Formada em Belo Horizonte, a banda Sepultura conseguiu, a duras penas, alcançar o status de ícone não apenas no Brasil, mas no mundo. Foi difícil provar, no país do samba e do carnaval, que uma música mais pesada também tinha valor.



Dividida entre dias gloriosos e momentos de luta (como a saída dos irmãos Max e Iggor Cavalera), essa história é contada pelo diretor paulista Otavio Juliano (de A árvore da música, de 2008) no documentário Sepultura endurance, que teve estreia mundial no The Regent, em Los Angeles, no dia 21 de maio, e chega ao público brasileiro na próxima quarta-feira, em sessões especiais. Um dia depois, o filme entra em circuito comercial.

O longa-metragem foi filmado por quase sete anos dentro das premissas do cinema verdade, quando o cineasta procurar reproduzir a realidade, sem interferências ou subjetividade. Otavio procurou se afastar do papel de fã e assumir o de "mosca na parede". Durante o processo, o paulista teve uma amostra dos percalços pelos quais até hoje a banda passa para se manter entre as maiores do rock.

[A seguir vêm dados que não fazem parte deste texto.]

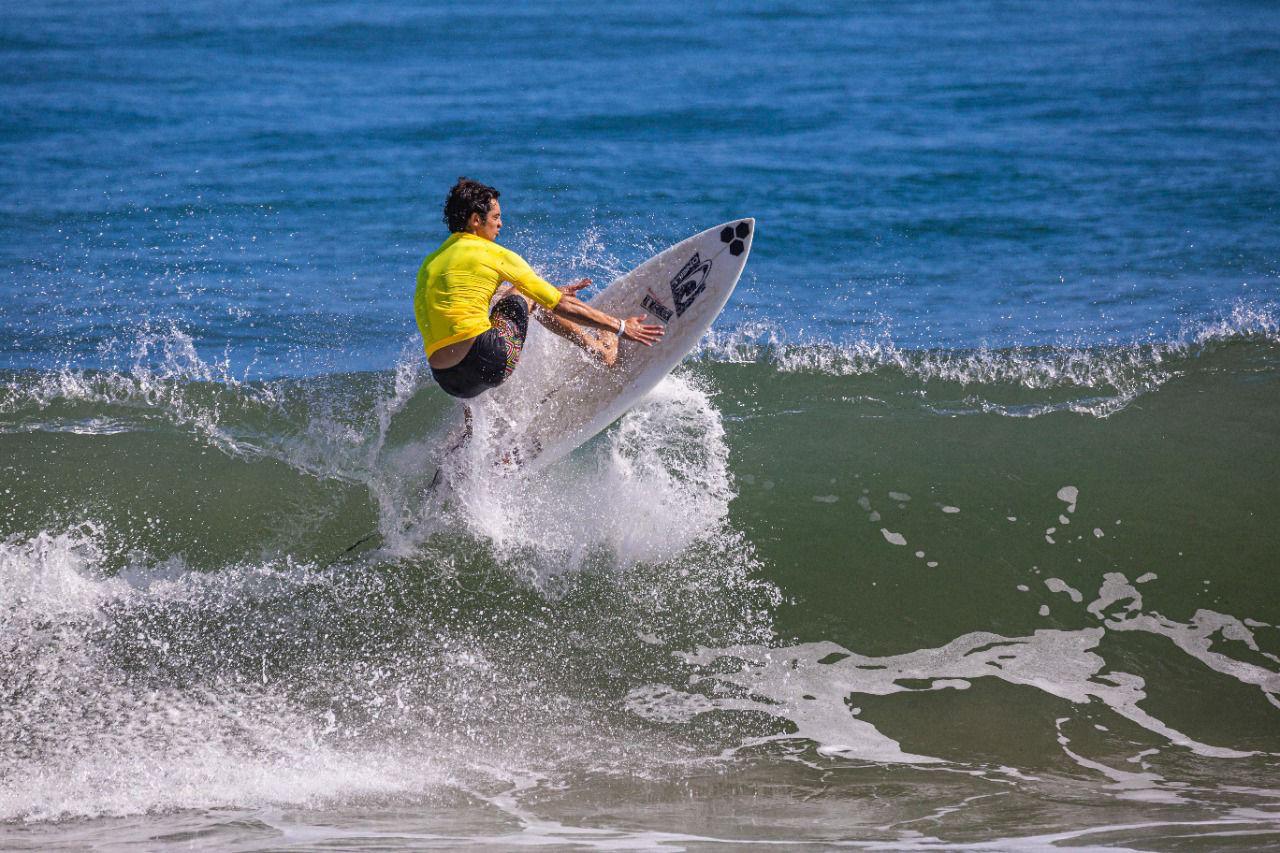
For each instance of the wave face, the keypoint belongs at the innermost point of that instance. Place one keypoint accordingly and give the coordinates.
(988, 579)
(959, 530)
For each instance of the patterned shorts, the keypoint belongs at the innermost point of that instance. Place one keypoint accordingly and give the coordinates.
(493, 355)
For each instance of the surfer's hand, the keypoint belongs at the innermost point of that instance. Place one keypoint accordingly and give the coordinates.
(638, 331)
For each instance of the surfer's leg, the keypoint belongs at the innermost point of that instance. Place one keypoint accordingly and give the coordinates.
(600, 345)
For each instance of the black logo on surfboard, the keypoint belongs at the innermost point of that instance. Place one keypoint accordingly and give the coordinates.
(650, 304)
(689, 282)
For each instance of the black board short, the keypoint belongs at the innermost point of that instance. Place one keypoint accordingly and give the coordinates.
(493, 355)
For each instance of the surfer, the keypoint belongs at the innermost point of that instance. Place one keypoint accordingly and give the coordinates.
(472, 331)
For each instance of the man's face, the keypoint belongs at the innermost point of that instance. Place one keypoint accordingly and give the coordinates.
(490, 224)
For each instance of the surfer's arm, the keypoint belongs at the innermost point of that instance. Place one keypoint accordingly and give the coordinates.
(575, 310)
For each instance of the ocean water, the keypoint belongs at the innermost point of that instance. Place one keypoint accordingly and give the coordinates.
(958, 530)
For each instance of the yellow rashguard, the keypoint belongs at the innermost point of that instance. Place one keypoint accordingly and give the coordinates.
(457, 281)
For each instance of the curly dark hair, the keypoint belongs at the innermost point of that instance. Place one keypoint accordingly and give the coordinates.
(467, 197)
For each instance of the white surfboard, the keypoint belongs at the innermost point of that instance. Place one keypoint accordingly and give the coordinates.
(558, 398)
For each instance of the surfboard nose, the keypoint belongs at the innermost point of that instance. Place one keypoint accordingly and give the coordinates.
(737, 235)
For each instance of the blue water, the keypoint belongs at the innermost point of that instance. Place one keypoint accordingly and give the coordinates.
(996, 173)
(960, 528)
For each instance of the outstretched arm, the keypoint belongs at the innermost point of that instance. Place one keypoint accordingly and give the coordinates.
(577, 311)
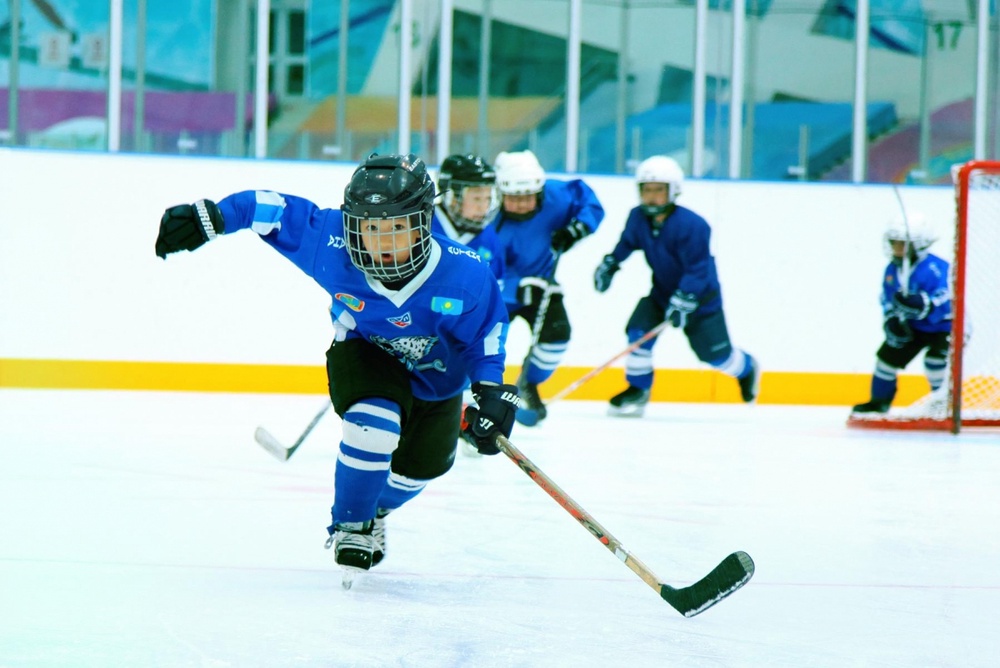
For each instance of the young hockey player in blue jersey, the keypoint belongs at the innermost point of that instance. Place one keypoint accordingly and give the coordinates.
(686, 291)
(540, 219)
(916, 310)
(469, 201)
(416, 317)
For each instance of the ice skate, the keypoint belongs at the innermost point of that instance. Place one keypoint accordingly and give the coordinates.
(354, 547)
(532, 410)
(630, 403)
(750, 383)
(873, 406)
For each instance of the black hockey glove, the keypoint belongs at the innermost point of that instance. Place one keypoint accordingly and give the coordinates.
(681, 305)
(604, 273)
(188, 226)
(495, 415)
(911, 307)
(897, 332)
(564, 238)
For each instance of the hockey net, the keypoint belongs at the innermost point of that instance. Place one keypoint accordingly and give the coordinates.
(971, 397)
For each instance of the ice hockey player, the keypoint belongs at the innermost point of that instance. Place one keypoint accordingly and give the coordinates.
(916, 309)
(540, 219)
(685, 291)
(415, 317)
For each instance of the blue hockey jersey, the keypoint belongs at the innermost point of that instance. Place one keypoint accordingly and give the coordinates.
(448, 325)
(527, 244)
(930, 277)
(485, 243)
(678, 254)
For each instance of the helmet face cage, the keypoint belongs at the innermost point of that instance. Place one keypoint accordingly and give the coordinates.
(660, 169)
(459, 173)
(387, 210)
(914, 231)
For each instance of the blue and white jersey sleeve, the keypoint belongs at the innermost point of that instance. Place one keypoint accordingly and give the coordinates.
(928, 278)
(291, 225)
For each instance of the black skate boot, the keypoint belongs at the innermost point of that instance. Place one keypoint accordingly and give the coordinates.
(873, 406)
(750, 383)
(630, 403)
(353, 548)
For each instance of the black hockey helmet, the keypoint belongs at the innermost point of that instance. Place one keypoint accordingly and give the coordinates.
(389, 188)
(460, 172)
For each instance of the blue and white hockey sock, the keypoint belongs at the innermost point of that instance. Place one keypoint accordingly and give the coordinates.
(543, 360)
(398, 491)
(935, 370)
(371, 434)
(639, 366)
(736, 365)
(884, 381)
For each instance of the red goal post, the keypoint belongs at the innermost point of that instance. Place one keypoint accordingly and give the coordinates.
(971, 397)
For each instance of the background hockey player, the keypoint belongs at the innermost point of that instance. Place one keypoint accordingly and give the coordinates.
(540, 219)
(916, 305)
(416, 316)
(685, 291)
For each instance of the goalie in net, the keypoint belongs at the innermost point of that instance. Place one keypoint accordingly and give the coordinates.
(964, 371)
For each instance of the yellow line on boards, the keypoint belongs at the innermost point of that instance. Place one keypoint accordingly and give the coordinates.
(683, 385)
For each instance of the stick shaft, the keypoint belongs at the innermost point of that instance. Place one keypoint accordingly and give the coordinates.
(572, 387)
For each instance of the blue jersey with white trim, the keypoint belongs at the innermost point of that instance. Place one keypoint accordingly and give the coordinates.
(928, 276)
(527, 244)
(448, 325)
(678, 252)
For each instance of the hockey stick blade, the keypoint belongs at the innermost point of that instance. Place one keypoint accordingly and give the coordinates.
(734, 572)
(271, 444)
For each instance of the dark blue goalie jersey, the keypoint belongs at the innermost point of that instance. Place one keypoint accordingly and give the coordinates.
(678, 253)
(928, 276)
(448, 325)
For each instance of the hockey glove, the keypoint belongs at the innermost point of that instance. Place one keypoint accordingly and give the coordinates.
(681, 305)
(188, 226)
(897, 332)
(604, 273)
(495, 415)
(564, 238)
(531, 289)
(911, 307)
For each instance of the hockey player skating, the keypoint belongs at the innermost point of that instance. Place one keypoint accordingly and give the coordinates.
(540, 219)
(916, 310)
(416, 316)
(685, 291)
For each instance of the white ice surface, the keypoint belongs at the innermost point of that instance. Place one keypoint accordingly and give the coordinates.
(149, 529)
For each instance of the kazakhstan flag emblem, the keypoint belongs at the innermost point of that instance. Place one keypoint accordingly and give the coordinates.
(446, 306)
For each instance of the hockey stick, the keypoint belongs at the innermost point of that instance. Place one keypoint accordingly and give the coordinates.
(904, 270)
(561, 394)
(529, 416)
(272, 445)
(732, 573)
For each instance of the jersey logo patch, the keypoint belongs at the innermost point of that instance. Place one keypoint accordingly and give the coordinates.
(352, 302)
(401, 320)
(447, 306)
(410, 350)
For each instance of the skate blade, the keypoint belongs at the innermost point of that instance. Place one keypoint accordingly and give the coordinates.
(626, 411)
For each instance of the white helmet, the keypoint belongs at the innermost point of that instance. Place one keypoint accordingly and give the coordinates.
(661, 169)
(914, 228)
(519, 173)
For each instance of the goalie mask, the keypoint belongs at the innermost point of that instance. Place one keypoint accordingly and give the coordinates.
(470, 196)
(387, 210)
(913, 232)
(521, 180)
(660, 169)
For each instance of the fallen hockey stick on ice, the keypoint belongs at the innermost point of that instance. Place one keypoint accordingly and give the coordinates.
(566, 391)
(734, 571)
(272, 445)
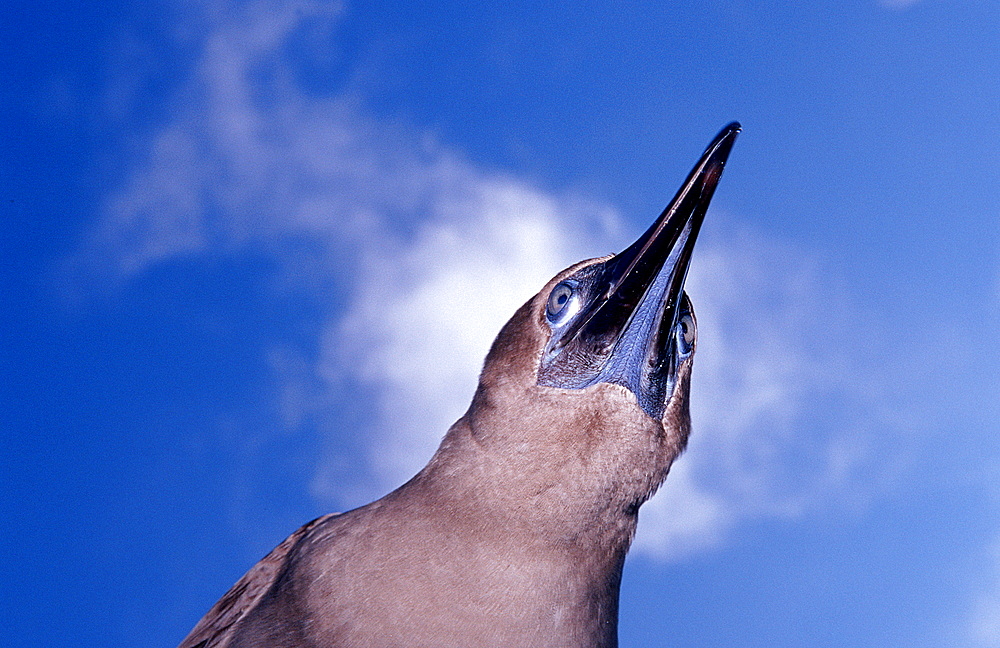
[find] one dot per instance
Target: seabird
(515, 533)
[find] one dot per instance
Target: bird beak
(625, 328)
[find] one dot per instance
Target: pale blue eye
(559, 300)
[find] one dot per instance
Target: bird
(515, 532)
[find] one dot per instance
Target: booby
(515, 532)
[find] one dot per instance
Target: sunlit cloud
(441, 253)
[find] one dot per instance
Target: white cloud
(443, 253)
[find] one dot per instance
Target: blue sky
(253, 254)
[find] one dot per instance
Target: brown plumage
(515, 532)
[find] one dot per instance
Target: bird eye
(559, 300)
(686, 333)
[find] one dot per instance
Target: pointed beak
(624, 328)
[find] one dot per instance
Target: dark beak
(623, 332)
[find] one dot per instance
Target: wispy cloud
(442, 253)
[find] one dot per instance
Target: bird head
(591, 376)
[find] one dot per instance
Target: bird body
(515, 533)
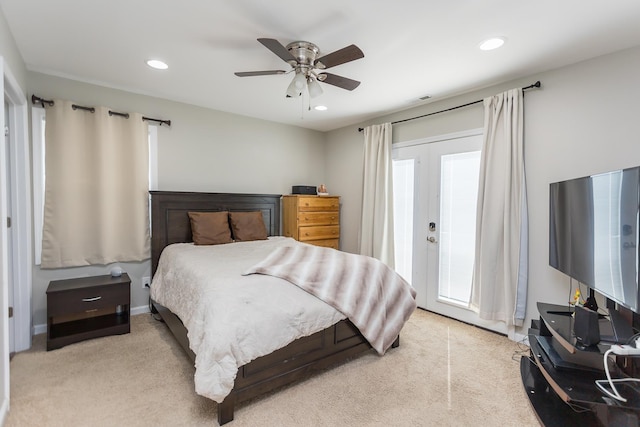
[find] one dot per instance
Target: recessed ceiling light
(157, 64)
(492, 43)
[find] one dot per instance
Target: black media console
(559, 376)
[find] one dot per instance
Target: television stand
(559, 377)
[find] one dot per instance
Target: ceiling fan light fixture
(297, 85)
(157, 64)
(315, 89)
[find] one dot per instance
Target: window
(38, 123)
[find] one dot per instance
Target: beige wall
(583, 120)
(203, 150)
(9, 52)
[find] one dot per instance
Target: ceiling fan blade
(339, 81)
(346, 54)
(258, 73)
(276, 47)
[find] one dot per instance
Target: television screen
(593, 232)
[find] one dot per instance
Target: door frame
(21, 213)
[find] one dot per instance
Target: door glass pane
(458, 198)
(403, 185)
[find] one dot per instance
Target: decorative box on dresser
(312, 219)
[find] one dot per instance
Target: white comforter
(233, 319)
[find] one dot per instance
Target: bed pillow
(210, 228)
(247, 226)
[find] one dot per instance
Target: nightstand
(87, 307)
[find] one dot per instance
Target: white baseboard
(42, 329)
(522, 338)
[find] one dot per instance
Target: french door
(435, 197)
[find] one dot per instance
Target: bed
(337, 343)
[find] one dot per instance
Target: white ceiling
(412, 48)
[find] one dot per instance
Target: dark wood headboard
(170, 220)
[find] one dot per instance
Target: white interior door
(9, 248)
(435, 192)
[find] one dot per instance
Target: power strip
(625, 350)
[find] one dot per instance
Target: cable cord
(614, 391)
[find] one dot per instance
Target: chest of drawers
(312, 219)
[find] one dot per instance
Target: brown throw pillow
(247, 226)
(210, 228)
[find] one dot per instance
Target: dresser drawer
(318, 203)
(85, 300)
(319, 232)
(318, 218)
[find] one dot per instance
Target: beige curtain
(376, 226)
(97, 178)
(499, 290)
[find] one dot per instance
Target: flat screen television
(594, 233)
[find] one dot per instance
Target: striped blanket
(376, 299)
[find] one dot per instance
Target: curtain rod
(535, 85)
(37, 100)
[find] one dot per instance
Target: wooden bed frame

Não é preciso voltar ao passado. Quando lançou o filme em Los Angeles, o diretor deixou mudas as cenas em que as composições dos irmãos Cavalera apareciam. Isso porque Max e Iggor (hoje, o Cavalera Conspirancy) proibiram que faixas como Roots bloody roots e Attitude, que figuram entre as mais famosas da banda fizessem parte da produção. Procurados pela reportagem, eles não comentaram o caso.

"E vivemos outras dificuldades, como a captação de recursos através de leis de incentivo. Praticamente só tivemos um patrocinador, que apareceu perto da finalização do filme. O Sepultura ainda sofre por ser uma banda de metal pesado, apesar do inquestionável sucesso no exterior", diz. "O Andreas Kisser já tinha me alertado que tudo sempre foi muito difícil para eles e que, por isso, não tinha pressa em lançar o documentário", conta.

Tríade
Com quase 800 horas de material, o diretor equacionou as cenas na tríade shows, bastidores e conflitos internos. A apresentação que marcou os 30 anos do grupo, no ano passado, em São Paulo, pautam parte da narrativa do documentário. "A partir desse show pode-se entender a potência da banda", adianta. De maneira muito próxima, Otavio Juliano viu nascerem os álbuns Machine Messiah (2017) e The Mediator Between Head and Hands Must Be the Heart (2013). Cenas a que, até então, o público não tinha acesso, mesmo em tempos de superexposição em redes sociais.

Há também depoimentos de Lars Ulrich, do Metallica, David Ellefson, do Megadeth, Phil Campbell, do Motorhead, Scott Ian, do Anthrax, Corey Taylor, do Slipknot, entre outros. Todos concordam que o rock mundial não seria o mesmo sem o Sepultura.